Wednesday, October 10, 2007

Putting the Past Behind You

I received this email yesterday that discussed "putting the past behind you". Immediately I told myself that I am not one of those people who is held captive to their pasts but after a few moments of looking beneath the surface I know their is one situation that I replay over and over in my head - my period of homelessness in 2004.


I replay this situation simply to constantly try to see how I could have avoided this. Why didn't I see that my partner at the time was cheating on me and backing out of the relationship, why did I realize that I could not afford to be a full-time student if it meant depending solely on someone else to provide for me.....why, why, WHY? Was it really necessary to loose the roof over my head, eat of the garbage can at the Wendy's on Central Avenue (yeo, the one up the street from my house now), disrespect my body physically for a bed to lay in here and there, and accept public assistance along with those that I always thought I was better than (how shallow and ignorant to think that I was better than anyone) for me to realize that I was in control of my own destiny?

That's right, in control of my own destiny. For the past few years I have blamed my weak partner for abandoning me after I supported her financially for years, I blamed my parents for the tough love and finally cutting my spoiled ass off at age 26, I even blamed my friends for not making me (yes, I said it - making me) see the light before it was too late. Blaming whoever, whenever I could was easier that accepting that I dropped the ball! (funny how unclear you see facts when trapped in your past) Easier to continue in this unhealthy cycle of playing the victim and reliving the past than to forgive those that hurt me, forgiving myself, and seeing the bright, beautiful future ahead of me. Thinking about it and not talking about it keeps me trapped in my own private hell!

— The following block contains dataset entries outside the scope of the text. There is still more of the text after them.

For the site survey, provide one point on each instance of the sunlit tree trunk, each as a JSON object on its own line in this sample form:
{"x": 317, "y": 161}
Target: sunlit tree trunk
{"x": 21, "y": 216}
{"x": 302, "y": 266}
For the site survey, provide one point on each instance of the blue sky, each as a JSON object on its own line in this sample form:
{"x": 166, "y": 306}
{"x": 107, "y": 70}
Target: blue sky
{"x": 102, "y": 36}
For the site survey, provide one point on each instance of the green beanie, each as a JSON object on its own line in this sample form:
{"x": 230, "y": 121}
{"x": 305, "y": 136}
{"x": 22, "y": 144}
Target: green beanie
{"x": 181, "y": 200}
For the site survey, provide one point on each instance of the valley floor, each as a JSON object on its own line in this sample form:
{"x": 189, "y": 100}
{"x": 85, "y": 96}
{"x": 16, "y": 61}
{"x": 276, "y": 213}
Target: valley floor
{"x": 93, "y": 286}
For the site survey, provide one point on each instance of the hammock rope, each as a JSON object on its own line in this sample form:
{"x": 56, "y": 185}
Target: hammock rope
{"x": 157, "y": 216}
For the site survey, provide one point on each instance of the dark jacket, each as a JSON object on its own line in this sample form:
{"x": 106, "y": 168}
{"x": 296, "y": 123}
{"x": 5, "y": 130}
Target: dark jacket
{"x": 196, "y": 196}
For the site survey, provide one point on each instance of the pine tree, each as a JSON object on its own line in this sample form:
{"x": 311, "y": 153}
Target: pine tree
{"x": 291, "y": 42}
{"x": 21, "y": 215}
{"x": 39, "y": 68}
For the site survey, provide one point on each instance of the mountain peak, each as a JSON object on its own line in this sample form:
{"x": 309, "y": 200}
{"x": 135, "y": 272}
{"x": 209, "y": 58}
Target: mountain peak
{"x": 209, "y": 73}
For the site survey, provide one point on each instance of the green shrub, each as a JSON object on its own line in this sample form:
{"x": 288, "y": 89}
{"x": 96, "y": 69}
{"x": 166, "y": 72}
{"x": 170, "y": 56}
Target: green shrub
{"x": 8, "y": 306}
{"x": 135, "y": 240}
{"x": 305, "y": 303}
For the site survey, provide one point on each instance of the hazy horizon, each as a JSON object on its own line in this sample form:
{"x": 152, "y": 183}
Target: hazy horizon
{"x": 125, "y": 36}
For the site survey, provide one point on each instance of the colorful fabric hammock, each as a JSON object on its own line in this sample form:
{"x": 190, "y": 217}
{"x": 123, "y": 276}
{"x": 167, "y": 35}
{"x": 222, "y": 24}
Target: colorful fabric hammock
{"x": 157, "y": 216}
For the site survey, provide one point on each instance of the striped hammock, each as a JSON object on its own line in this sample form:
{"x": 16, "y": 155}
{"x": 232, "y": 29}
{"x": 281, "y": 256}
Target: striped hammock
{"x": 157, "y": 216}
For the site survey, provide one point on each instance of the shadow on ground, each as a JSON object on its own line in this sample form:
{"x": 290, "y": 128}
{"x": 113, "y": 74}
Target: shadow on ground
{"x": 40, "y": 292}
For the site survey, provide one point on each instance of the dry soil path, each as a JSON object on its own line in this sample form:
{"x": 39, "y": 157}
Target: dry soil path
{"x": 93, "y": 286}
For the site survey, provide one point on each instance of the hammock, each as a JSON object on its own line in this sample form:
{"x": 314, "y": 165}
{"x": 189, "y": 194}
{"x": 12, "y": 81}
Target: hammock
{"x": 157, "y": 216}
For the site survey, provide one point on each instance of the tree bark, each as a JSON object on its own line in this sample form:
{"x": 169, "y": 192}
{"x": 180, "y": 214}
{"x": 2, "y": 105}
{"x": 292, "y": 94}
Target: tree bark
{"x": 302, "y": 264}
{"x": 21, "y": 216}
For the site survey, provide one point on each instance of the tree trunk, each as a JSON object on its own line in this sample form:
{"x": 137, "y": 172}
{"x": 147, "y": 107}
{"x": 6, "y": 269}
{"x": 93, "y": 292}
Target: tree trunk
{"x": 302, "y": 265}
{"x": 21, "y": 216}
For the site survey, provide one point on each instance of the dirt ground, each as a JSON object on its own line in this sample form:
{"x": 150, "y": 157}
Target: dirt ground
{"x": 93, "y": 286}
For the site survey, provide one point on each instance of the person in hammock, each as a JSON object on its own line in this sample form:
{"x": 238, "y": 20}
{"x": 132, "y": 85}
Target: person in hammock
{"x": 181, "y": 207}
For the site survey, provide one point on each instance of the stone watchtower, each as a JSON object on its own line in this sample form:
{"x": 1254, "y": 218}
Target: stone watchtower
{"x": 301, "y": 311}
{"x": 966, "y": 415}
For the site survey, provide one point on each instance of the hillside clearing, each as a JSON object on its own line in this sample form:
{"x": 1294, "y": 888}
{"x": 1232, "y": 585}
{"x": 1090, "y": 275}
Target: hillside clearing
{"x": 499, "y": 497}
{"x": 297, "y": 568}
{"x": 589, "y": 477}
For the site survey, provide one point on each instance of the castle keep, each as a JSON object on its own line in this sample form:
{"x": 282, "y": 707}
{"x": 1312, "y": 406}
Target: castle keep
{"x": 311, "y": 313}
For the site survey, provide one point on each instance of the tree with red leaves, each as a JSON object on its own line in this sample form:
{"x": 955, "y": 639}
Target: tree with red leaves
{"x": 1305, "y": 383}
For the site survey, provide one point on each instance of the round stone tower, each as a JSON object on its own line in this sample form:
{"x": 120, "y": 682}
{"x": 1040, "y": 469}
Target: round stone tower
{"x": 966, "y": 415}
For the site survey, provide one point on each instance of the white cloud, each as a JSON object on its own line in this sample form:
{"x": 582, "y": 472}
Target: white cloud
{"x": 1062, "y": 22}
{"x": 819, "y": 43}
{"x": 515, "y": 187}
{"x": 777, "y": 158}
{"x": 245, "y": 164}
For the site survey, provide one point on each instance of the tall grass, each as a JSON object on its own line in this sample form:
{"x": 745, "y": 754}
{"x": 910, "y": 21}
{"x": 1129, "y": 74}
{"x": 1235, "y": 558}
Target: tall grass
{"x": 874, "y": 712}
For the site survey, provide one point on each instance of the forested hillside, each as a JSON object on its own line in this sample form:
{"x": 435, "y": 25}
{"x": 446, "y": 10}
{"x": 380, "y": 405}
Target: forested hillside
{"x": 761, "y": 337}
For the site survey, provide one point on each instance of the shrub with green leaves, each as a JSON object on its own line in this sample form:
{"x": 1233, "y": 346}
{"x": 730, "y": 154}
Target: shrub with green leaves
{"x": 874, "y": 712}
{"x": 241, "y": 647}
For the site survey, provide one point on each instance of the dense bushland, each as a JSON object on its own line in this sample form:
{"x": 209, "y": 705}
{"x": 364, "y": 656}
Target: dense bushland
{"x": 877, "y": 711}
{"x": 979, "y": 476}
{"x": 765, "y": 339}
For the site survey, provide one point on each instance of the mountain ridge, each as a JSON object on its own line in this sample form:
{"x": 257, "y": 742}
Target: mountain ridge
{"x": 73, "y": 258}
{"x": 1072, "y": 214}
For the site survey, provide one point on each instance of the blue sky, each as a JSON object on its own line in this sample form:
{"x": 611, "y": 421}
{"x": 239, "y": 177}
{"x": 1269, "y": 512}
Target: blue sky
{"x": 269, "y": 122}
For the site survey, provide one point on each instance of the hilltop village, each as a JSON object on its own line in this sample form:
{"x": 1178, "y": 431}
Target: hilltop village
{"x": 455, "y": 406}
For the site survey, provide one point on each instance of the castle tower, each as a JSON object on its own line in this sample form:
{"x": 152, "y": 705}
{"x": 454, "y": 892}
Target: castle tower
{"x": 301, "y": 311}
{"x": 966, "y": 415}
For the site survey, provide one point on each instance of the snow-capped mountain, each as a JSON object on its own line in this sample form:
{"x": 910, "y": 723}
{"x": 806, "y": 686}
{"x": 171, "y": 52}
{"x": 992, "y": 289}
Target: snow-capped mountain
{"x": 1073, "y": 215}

Was it the worst time of my life.....YES, but hitting rock bottom after a life of being spoiled and irresponsible was the best gift that life could have given me! I am the woman that you all know and love now because of that, I had a second chance to become the woman that I needed to be - starting from scratch with an empty apartment, a mattress on the floor, my cats, and one business suit. I am PROUD to say that I survived and came out the best Erin that I could be, a blessed child of God!

The email said "Today is a new day with new mercies. I put the past behind me, yesterday is gone. I will begin afresh today."

Words to live by, I know staring today I will live by them!